The Senate has voted to prevent the nominated Iranian ambassador to the UN, Hamid Aboutalebi from entering the US due an his alleged role in the 1979-1981 hostage crisis.

A US Senate bill passed by unanimous consent Monday evening to ban the likely new Iranian UN ambassador, Hamid Aboutalebi from entering the country for his alleged role in the 1979-1981 hostage crises at the U.S. embassy in Tehran, is likely to develop into a diplomatic stalemate.

Iran is standing by its nomination and Farhan Haq, deputy UN spokesperson, told Anadolu Agency (AA) the United Nations will abstain from any comments “while it remains a bilateral issue,” a strong hint the UN will remain neutral in the dispute.

The next move is in Washington, with the House of Representatives likely to endorse the Senate vote. Any visa ban on Aboutalebi will then be sent for approval by the executive branch.

U.S. lawmakers have accused Aboutalebi almost with one voice of involvement in the siege of the U.S. Embassy in Teheran, where 52 Americans were held hostage for 444 days three decades ago.

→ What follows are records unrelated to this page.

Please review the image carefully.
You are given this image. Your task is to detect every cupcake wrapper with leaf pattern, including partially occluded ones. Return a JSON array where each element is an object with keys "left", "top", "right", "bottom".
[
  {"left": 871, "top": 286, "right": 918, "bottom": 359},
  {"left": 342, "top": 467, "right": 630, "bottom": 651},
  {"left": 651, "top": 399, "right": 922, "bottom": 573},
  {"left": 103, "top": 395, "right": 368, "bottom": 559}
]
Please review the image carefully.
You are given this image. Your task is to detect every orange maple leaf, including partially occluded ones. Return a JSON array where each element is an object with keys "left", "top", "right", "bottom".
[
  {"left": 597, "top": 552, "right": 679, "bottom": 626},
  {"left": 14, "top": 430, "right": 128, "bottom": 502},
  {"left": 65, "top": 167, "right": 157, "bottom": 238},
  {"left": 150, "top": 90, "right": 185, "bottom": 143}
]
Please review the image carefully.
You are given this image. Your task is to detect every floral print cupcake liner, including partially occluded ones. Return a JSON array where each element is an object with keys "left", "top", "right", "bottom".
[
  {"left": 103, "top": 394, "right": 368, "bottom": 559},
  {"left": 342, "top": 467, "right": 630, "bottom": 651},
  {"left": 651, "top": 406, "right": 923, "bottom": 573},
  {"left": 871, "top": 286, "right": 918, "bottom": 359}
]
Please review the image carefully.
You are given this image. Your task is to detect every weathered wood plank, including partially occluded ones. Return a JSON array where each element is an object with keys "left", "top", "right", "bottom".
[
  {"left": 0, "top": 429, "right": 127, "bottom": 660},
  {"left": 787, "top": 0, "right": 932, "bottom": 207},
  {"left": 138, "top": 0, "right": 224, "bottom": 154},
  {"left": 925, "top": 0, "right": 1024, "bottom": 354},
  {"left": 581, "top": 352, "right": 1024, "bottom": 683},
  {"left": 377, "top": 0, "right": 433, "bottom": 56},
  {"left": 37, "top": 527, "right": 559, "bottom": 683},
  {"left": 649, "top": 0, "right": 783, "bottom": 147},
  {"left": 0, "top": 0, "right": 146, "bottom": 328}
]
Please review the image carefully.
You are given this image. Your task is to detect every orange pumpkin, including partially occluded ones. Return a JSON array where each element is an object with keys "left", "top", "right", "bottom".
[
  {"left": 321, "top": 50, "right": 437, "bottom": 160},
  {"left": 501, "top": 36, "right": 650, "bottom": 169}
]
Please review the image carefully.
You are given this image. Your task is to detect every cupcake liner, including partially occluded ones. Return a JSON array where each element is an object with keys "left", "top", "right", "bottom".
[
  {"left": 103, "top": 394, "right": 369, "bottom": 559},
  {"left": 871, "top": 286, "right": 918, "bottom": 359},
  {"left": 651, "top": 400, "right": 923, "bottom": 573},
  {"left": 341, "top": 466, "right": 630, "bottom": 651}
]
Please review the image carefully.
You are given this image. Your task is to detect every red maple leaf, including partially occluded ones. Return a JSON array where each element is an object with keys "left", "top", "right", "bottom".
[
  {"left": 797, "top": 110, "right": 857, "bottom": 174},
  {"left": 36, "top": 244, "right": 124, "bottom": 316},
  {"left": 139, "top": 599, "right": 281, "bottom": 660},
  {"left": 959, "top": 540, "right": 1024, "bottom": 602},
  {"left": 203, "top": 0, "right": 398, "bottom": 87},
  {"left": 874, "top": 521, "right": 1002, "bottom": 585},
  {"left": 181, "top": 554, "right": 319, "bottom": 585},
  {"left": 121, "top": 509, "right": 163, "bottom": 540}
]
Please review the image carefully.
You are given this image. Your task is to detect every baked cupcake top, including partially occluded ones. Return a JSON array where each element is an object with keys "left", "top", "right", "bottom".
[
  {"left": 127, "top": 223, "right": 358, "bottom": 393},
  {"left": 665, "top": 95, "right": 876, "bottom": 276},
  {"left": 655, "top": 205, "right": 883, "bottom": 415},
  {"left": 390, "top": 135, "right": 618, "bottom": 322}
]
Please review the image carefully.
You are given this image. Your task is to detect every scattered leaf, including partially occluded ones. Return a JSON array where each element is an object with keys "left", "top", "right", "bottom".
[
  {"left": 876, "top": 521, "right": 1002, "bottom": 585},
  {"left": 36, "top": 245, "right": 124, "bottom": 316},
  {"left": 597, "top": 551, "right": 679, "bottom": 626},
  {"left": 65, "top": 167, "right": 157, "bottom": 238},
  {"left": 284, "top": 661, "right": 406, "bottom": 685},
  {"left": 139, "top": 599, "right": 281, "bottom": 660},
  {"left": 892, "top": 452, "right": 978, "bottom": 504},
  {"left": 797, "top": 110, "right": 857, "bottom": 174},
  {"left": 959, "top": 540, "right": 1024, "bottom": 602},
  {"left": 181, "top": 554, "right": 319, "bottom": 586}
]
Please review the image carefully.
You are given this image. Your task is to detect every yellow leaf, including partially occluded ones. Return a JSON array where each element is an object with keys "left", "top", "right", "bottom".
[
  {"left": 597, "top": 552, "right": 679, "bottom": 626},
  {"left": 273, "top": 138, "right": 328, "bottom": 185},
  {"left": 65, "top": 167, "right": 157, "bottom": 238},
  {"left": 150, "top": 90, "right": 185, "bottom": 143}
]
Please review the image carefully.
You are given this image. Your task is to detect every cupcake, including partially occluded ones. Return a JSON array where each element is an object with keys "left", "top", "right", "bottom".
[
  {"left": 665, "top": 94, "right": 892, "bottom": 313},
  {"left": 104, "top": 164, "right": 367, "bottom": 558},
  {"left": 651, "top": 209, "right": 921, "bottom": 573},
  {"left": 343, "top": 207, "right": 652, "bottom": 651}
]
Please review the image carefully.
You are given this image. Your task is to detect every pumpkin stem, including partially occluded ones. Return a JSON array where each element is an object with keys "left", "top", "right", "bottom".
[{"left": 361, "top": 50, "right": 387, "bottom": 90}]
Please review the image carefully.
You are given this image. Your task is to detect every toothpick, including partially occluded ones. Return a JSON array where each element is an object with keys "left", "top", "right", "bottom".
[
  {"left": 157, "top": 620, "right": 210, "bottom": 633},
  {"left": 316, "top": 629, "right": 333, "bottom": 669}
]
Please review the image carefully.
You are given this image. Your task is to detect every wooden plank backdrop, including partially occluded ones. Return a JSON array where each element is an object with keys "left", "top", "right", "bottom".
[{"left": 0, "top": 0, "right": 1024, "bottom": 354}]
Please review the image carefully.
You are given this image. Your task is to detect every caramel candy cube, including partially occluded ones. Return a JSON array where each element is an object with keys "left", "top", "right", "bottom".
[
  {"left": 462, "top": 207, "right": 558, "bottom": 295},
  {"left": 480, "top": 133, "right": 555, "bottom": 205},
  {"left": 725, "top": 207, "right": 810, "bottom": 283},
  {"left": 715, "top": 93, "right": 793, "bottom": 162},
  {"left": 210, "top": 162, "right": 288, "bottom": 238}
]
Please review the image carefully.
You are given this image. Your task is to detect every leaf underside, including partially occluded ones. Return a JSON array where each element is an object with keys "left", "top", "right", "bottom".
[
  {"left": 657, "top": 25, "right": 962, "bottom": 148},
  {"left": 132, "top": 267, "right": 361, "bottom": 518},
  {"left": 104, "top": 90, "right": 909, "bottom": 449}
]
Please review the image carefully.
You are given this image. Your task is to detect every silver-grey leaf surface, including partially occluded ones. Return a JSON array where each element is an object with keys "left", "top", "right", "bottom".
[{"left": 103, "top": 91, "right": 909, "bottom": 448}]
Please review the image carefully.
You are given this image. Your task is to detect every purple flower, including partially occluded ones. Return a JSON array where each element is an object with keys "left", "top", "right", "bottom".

While Obama’s administration has not officially ruled on the issue diplomatic protocol is clear, the U.S. has to accept UN diplomats even from its adversaries, such as Cuba, North Korea, or Iran.

Aboutalebi has already served as Iran's ambassador to Australia, Belgium, the European Union and Italy. He is a close political advisor to moderate Iran president Hassan Rouhani.

- Nuclear Program

But the issue may become more than a bilateral one, since the dispute over Aboutalebi threatens to derail talks over Iran’s nuclear program in Vienna which looks to be in a critical phase.

That seemed not to concern the promoters of Monday’s legislation authored by Republican Senator Ted Cruz from Texas with significant help from Democratic Senator from New York Chuck Schumer. Cruz, described Tehran’s UN ambassador nomination as a “deliberate and unambiguous insult to the United States.”

The passing of the bill was “not the moment for diplomatic niceties,” Senator Cruz said, indicating American lawmakers in fact at least partly reflected on the larger strategic threats to the U.S. represented by Iran’s nuclear ambitions.